Sistem usaha tani ternak


Usaha ternak sapi potong selama ini merupakan usaha sampingan oleh petani
sehingga sumberdaya yang diberikan adalah sisa dari usaha utama yaitu usaha tani
padi. Sumberdaya yang dimaksud adalah modal, skil, tenagakerja (Daniel, M. 2002).
Usaha tani tenak sapi potong selama ini dikelola secara tradisional dimana inovasi
yang diintroduksikan berjalan sangat lambat. Pada hal inovasi dalam bidang
peternakan sapi potong berkembang sangat pesat seperti dalam bidang reproduksi
dan pakan ternak. Pemerintah saat ini telah mengembangkan Inseminasi Buatan (IB)
untuk mengatasi kelangkaan pejantan dilapangan atau mengatasi penurunan kualitas
genetik ternak yang ada. Bahkan teknologi ini telah memasyarakat dengan
dikembangkannya IB mandiri dengan melatih masyarakat peternak untuk mampu
melakukan IB sendiri terhadap ternak yang ada di daerah kelompoknya, walaupun
disadari bahwa penerapan teknologi tersebut tidak cukup dengan pengembangan skil
saja namun perlu didukung dengan ketersediaan sarana dan prasarana pendukung.
Inovasi dalam bidang pakan ternak sapi potong saat ini telah dikembangkan dengan
adanya komplit feed berbahan baku lokal yaitu membuat pakan ternak dengan
memanfaatkan limbah pertanian dan industri yang ada disekitar peternak.
Sistem usaha tani sapi potong yang dikelola secara tradisional dapat
menghambat penerapan teknologi untuk meningkatkan produktivitas ternak,
termasuk pemanfaatan limbah ternak sebagai bahan baku biogas dan pupuk kompos
untuk meningkatkan pendapatan peternak. (setiawan, AI. 2008).
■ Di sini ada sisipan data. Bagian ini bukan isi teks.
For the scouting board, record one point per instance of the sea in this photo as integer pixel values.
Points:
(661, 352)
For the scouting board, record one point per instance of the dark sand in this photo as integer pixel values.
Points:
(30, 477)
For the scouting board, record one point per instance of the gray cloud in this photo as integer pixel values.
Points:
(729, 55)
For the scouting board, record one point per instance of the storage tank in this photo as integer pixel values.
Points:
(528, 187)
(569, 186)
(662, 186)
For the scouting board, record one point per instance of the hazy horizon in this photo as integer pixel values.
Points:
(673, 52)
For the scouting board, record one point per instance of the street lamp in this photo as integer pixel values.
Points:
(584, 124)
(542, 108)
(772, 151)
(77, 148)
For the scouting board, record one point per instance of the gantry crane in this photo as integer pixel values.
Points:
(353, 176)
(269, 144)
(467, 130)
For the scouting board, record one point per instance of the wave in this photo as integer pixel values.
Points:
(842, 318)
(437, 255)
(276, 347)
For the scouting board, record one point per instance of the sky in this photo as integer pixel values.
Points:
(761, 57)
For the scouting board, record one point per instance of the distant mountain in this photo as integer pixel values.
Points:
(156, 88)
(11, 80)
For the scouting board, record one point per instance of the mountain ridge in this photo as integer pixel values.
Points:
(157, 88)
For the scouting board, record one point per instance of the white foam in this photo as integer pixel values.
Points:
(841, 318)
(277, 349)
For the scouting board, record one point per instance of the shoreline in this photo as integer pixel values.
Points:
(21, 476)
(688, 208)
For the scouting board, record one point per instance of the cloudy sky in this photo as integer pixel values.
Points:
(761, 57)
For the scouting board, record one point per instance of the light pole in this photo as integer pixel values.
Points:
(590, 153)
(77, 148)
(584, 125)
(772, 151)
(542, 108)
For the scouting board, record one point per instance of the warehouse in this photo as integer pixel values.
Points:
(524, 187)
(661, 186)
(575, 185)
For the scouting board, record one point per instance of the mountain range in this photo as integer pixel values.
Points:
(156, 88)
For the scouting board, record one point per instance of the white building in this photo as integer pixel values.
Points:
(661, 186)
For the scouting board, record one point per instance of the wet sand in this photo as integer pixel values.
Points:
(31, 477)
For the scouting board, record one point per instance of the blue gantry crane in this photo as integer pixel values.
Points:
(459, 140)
Skil peternak dalam pengolahan limbah


Penerapan suatu teknologi kepada peternak sangat erat hubungannya dengan
skill peternak dan tingkat kerumitan pengoperasian teknologi tersebut. Sehingga
keberhasilan penerapan teknologi tergantung pada kesesuaian atara kemampuan
peternak dengan teknologi yang akan diterapkan. Limbah ternak sapi potong pada
dasarnya dapat menjadi bahan baku untuk pembuatan biogas, pupuk kompos dan
biourine. Pengolahan limbah ini menjadi gas untuk bahan bakar kompor telah
dimodifikasi sedemikaian sederhana yang disesuaikan dengan karakteristik peternak

323
di Sulawesi Selatan. Peternak yang memiliki ternak 2-3 ekor dengan pemeliharaan
intensif dapat membuat biogas dengan digester 1 m3 yang terbuat dari fiber yang
dapat dibeli pada lokasi masing-masing, cara pembuatannya sangat sederhana dan
teknik pembuatannya dapat dilakukan sendiri oleh peternak (Baba, S. 2007).
Sedangkan pengolahan feces ternak menjadi kompos yang berkualitas tinggi pada
dasarnya peternak belum mampu melakukannya secara mandiri disebabkan karena
tidak adanya standar kualitas yang dimiliki peternak, misalnya tidak adanya akses
peternak untuk melakukan uji kualitas terhadap hasil produksinya utuk mengetahui
apakah hasil produksinya sudah memenuhi kualitas kompos yang dipersyaratkan.
Pengolahan urine sapi menjadi biourine selama ini belum dilakukan karena
terkendala dengan minimnya pengetahuan terhadap teknologi ini, bahkan belum
pernah ada penguji cobaan yang dilakukan dalam hal pemanfaatan urine sapi tersebut.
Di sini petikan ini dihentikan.